Published: 26.06.2015 | Author: Stein Erik Lauritzen
On Gjuvsland, on the southeast side of Varaldsøy Island, lies Gildrehola, the biggest karst-cave in Hordaland. The cave, which is about 50 metres long, has been known for a long time, at least from the 1800s. The stream that disappears down into the cave runs into a water trap, and from there some hundred metres underground to a small spring further down in the hillside.
Karst and lapis
Where there is calcium carbonate-rich bedrock, rainwater dissolves away the mountainside. Karst is a common name for such dissolved carbonate deposits. Channel-shaped fissures in the bedrock, so-called "lapis", widen the cracks and rounded pits are the result. Downwards in the bedrock the groundwater dissolves the rock around the cracks and forms caves, and the water may come out at the surface through open springs. If the water-level sinks, the caverns will dry out, such that we can go inside them. In such dried out caves as this, drip-stones are formed, known as "stalactites", that hang from the ceiling, and stalagmites that rise up from the ground. Drip-stones are not very common in Norway, because it is too cold. The study of caves is called "caveology", and in many places cave-climbing ("grotting") is a popular sport.

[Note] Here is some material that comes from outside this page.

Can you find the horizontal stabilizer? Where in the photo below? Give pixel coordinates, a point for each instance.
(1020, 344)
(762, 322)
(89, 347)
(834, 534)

Both along the southeast side, as here at Skjelnessodden, and the northwest side of Varaldsøy Island, we can see layers of altered calcium carbonate, marble, in the mountainside. This is believed to be the same zone as that which is folded and hangs together at depth. The marble at Varaldsøy Island is the most northerly occurrence of marble of any size in the Sunnhordland - Hardanger area. The rock has been fratured many places near Skjelnesodden. The stripes in the bedrock arise from differential dissolution of the marble layers.